Louise’s eyes were sympathetic, and she was listening closely. Maybe that’s why he was talking so much. That, and all the wine he’d had.
“You know what, Louise? Lately I been thinking, maybe we should just go back to doing what we know how to do. We’re probably going to end up dead or in prison anyway. Might as well go out on a high. At least my belly’d be full, and I’d be wearing decent clothes.”
“What does your partner say?” she asked.
“Not much. Oh, I know he’s still hurting some, but that ain’t it. He’s quiet. Doesn’t talk much. Doesn’t want to do anything but sit in the room. That’s not like him at all. And there don’t seem to be anything I can say or do to make him feel better.”
“I’m so sorry, Joshua. I wish I could help you.” He noticed tears welling up in her eyes, and he kicked himself mentally. Why was he telling her his life story? She was just a casual acquaintance. He hadn’t spent more than six hours of his life in her company. Now he was spilling his guts to her. He pulled his hand free and sat up straight.

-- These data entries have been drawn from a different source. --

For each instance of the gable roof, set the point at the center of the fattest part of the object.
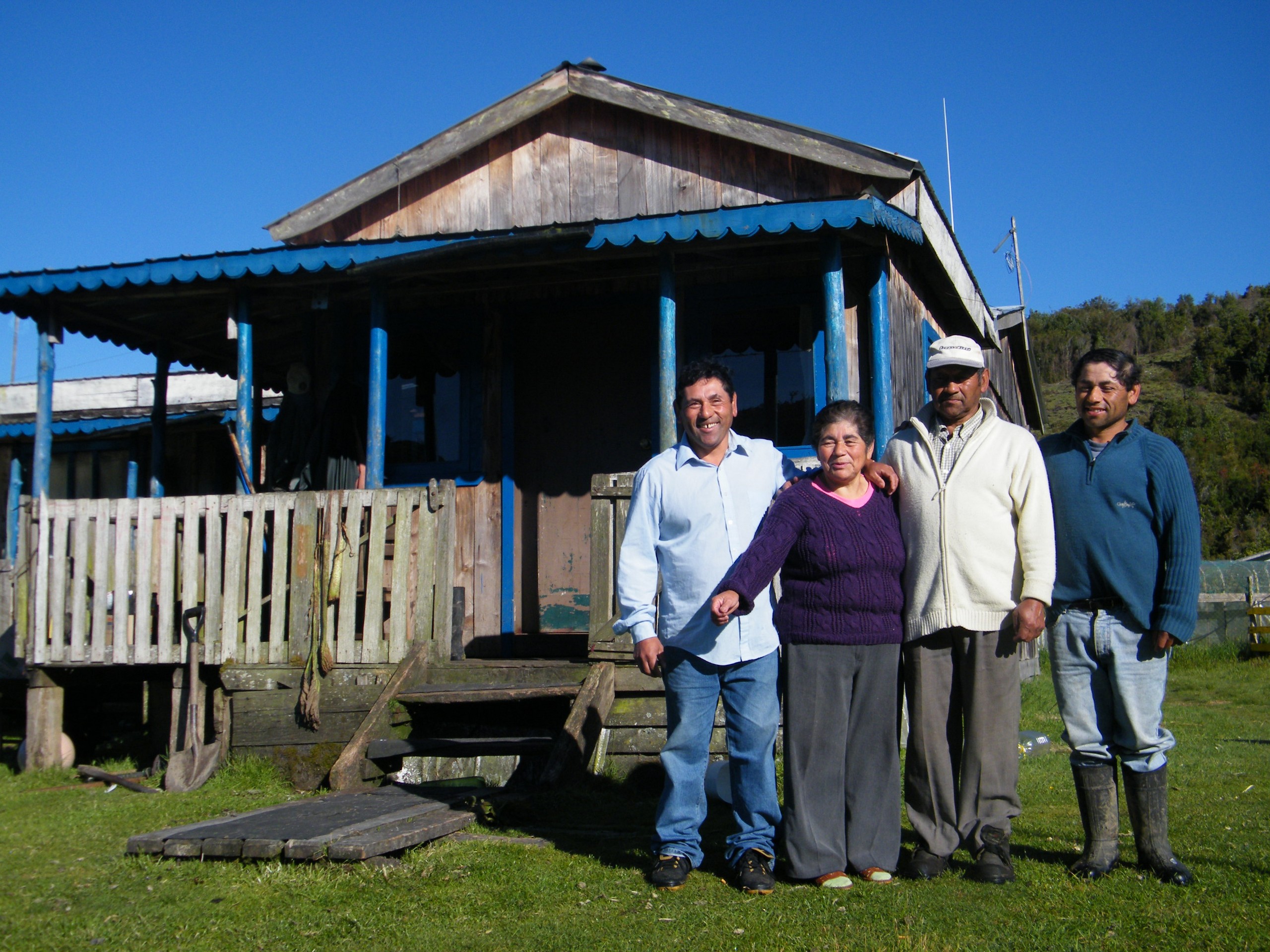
(570, 80)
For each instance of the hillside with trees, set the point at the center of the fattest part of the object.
(1206, 386)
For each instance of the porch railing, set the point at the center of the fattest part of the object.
(108, 579)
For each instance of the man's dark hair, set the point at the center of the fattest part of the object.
(1126, 368)
(698, 371)
(842, 412)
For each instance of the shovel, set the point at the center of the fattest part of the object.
(190, 769)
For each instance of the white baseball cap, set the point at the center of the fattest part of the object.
(956, 351)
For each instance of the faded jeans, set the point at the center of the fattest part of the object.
(1109, 678)
(752, 711)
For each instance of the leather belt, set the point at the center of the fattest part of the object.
(1096, 604)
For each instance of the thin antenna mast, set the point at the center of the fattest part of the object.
(948, 164)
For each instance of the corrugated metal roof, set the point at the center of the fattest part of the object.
(214, 267)
(745, 223)
(775, 219)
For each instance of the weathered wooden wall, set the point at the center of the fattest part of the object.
(582, 162)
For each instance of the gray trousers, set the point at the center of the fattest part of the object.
(962, 766)
(841, 758)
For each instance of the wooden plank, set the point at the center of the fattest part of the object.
(526, 194)
(123, 561)
(42, 648)
(58, 582)
(317, 847)
(254, 586)
(167, 579)
(444, 569)
(347, 651)
(582, 728)
(423, 546)
(304, 535)
(554, 164)
(190, 564)
(281, 540)
(141, 595)
(465, 556)
(101, 577)
(232, 597)
(400, 835)
(374, 648)
(487, 563)
(212, 582)
(582, 162)
(601, 563)
(399, 598)
(79, 582)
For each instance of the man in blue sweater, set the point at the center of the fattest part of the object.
(1127, 591)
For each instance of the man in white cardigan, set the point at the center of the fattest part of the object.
(978, 532)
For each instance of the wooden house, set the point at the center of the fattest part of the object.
(505, 307)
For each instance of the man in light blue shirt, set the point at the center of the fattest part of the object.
(694, 511)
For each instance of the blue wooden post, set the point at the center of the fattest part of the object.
(879, 327)
(159, 425)
(378, 391)
(835, 318)
(10, 538)
(44, 455)
(666, 365)
(246, 416)
(507, 591)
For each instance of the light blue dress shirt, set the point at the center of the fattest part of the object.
(690, 521)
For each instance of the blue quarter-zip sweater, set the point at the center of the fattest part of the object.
(1127, 526)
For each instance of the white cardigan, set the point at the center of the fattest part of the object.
(985, 541)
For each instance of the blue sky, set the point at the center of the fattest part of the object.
(1131, 140)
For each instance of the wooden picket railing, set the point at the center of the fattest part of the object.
(110, 578)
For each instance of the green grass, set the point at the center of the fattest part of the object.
(67, 883)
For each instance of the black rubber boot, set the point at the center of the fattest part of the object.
(1147, 796)
(1100, 814)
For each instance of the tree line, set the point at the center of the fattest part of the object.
(1216, 358)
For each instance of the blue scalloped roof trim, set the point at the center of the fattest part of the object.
(225, 264)
(745, 223)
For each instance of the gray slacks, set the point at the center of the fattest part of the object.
(841, 758)
(962, 765)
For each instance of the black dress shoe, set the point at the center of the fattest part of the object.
(670, 873)
(992, 865)
(926, 866)
(755, 873)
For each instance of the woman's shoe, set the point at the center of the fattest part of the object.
(836, 880)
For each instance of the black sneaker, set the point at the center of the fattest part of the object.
(670, 873)
(755, 873)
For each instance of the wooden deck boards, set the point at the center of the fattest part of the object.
(342, 827)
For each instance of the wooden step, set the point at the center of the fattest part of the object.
(461, 694)
(457, 747)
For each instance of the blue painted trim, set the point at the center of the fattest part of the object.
(507, 564)
(42, 457)
(666, 356)
(820, 386)
(378, 390)
(246, 416)
(159, 427)
(879, 325)
(746, 223)
(13, 509)
(835, 320)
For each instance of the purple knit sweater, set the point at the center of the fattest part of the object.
(840, 569)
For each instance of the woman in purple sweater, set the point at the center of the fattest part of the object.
(837, 546)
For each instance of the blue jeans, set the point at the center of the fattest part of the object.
(1109, 678)
(754, 714)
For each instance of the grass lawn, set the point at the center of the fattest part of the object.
(67, 884)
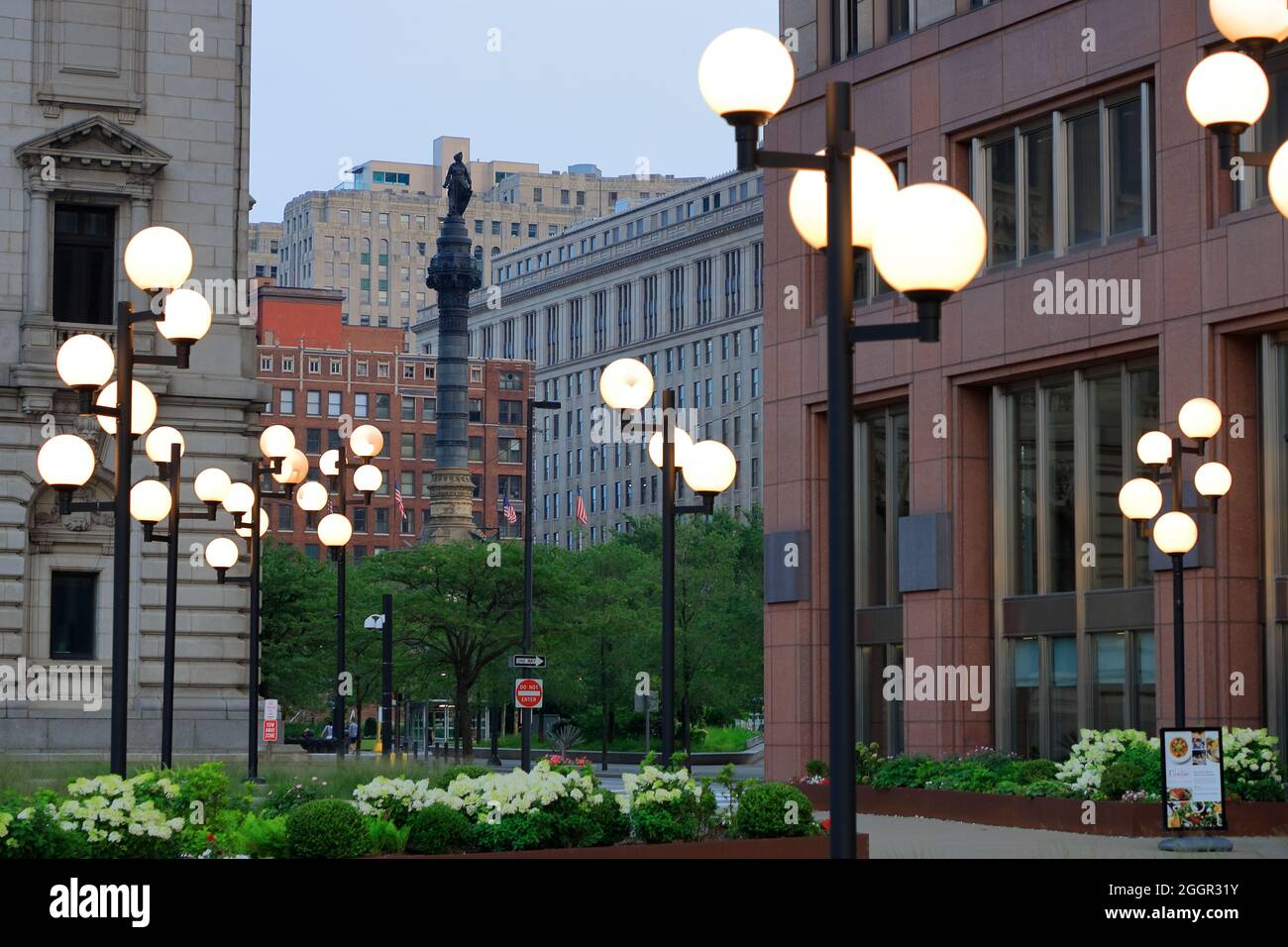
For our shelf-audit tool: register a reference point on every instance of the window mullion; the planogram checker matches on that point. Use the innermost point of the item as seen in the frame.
(1107, 205)
(1043, 459)
(1021, 198)
(1060, 179)
(1146, 158)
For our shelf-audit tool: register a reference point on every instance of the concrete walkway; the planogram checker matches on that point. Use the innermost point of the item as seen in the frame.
(898, 836)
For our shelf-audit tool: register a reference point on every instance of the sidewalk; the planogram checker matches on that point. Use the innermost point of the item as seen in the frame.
(897, 836)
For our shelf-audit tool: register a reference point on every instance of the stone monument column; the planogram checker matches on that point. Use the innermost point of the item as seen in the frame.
(454, 274)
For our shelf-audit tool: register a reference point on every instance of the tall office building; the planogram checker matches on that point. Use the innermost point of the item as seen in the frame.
(322, 371)
(674, 281)
(102, 136)
(373, 235)
(988, 532)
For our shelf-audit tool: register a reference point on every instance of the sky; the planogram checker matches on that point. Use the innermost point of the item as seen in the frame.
(550, 81)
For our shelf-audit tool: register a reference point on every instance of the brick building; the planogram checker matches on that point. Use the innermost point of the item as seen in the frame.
(323, 371)
(999, 453)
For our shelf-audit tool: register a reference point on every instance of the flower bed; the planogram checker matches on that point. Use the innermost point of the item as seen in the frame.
(559, 805)
(1115, 770)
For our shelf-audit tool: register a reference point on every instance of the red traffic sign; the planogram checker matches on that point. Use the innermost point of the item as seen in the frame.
(528, 693)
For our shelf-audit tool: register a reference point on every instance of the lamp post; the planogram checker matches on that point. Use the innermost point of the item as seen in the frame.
(927, 241)
(158, 261)
(165, 447)
(1175, 532)
(533, 406)
(708, 468)
(335, 531)
(287, 467)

“I’m sorry, too, Louise. I shouldn’t be dumping on you. You’ve been more generous to me and my partner than we deserve. It’s sure a lot more than I expect from anybody these days. What about you? I remember you were coming out here to live with your sister. You were hoping to find somebody nice, maybe get married. How’s that working out?”
“It’s not, Joshua.” He looked so surprised, she laughed out loud. “What, you never met an old maid before?”
“Not one as beautiful as you, Louise. There must be something wrong with the men in Yuma, if they’re passing you by.”
“Oh, they’re not passing me by, Joshua. Just the unmarried ones.” His eyes got wide again. “I’ve had more illicit offers from married men than I can count. I don’t accept any of them. I learned my lesson.”
“What about your sister? Aren’t you living with her?”
She shook her head. “No. Oh, I did, at first. It didn’t work out. Her husband was one of those married men who made an illicit offer.” Heyes shook his head.
“That’s awful, Louise. What did you do?”
“I moved out. I made up some lie to tell her, but she wasn’t fooled. She knew something was wrong. I finally told her what happened, and she got angry. She said terrible things, made all sorts of accusations. We don’t see each other anymore.”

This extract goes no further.